Robotic storytelling

America, the near future: Giant robots conduct vicious fights in boxing rings for cheap and meaningless entertainment. America, 2011: Hackutron 9000 screenplaybots create cheap and meaningless entertainment about the above and seize more than 3,000 movie screens in the form of “Real Steel.”

“Real Steel” is to action what the Anthony Weiner habit was to sex: It’s so virtual, so distant from the thrill, that you wonder what the point is. Do you really want to pay to watch an actor playing a kid who in turn plays what amounts to a video game?

Ah, say the marketers, but there’s more to it than which remote-controlled pretend robot beats up which. And they’re right. There is schmaltz.

Hugh Jackman plays a scheming, broke former fighter who discovers that his ex-girlfriend has died, leaving him with a son (Dakota Goyo) he never knew he had. As next of kin, Charlie (Jackman) wins the lad but rapidly unloads him on a rich aunt (Hope Davis) for $100K. The only catch is that Charlie must baby-sit the youngster for a summer while his new adoptive parents take a jaunt around Europe. Meanwhile, Charlie will attempt to rebuild his career as puppeteer/manager of large remote- controlled fighting robots. So the endpoint must be a rejuvenation of both soul and gaming skill — Charlie’s Wii-demption.

Almost all movies are underlain by one formula or another, but director Shawn Levy (“Night at the Museum,” “Cheaper by the Dozen”) allows you to see the entire movie stretch before you as plainly as a stretch of West Texas highway from the minute the boy, Max, shows up and is revealed to be a smart-mouthed but lovable scamp. Also, he’s an expert on video games and robo-fighting and really needs a father figure.

His big line to his dad is, “I want you to fight for me.” Get it? Except no fighting is necessary. “Not sell me” would have been more accurate.

Jackman has never been convincing as an American — he has to work so hard on the accent, which still sounds a little off, that to him it seems only natural to contort his face while he’s at it. There’s an alarming moment (on a doorstep, toward the end) when Jackman appears to be suffering from sudden-onset multiple dental abscess, and you realize with a start that this is his take on “smiling.”

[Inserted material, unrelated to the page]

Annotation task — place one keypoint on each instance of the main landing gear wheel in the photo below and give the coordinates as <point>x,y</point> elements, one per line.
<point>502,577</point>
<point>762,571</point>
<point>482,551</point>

Supporting characters don’t offer much help. His love interest (Evangeline Lilly), who owns the gym where he used to fight and now trains his robo-fighters, is as factory-built as everything else here. She is here to nab the young-female demographic by flattering it. She is as young women picture themselves: tough, unsentimental, slender, pretty. Too bad the movie (written by men — lots of them) forgot to give her anything to do except tell the son (and us) about how cool Charlie is.

Anthony Mackie — a dismally boring actor who inexplicably popped up in 47 movies this year — plays another robo-fighting impresario, a friendly rival who does nothing to alter the direction of the story, while two villains (a Japanese techie and a slinky babe who jointly run the world-champion bot) don’t give us any particular reason to hate them, or even much dialogue.

Not that I needed more talk in this movie, which lurches from one trite catchphrase to another: “I got this,” “This is what it’s all about” and (this one’s a double-decker) “We can go ’round and ’round on this all night long, but it’s not gonna happen.”

So much is missing, and yet I must have checked my watch 40 times in stupefaction as the film presented a dozen variations on Charlie and the boy bonding while machines smash each other. (You’ll root for the beaten-up old junker, not the high-tech top-of-the-line model, if the relative competitive prowess of objects rouses your emotions.)

Why pick this movie when there are video games?

That way you’d get to participate in honest mayhem instead of passively absorbing it. And video games don’t punish you with somber life-insurance commercial music every three minutes.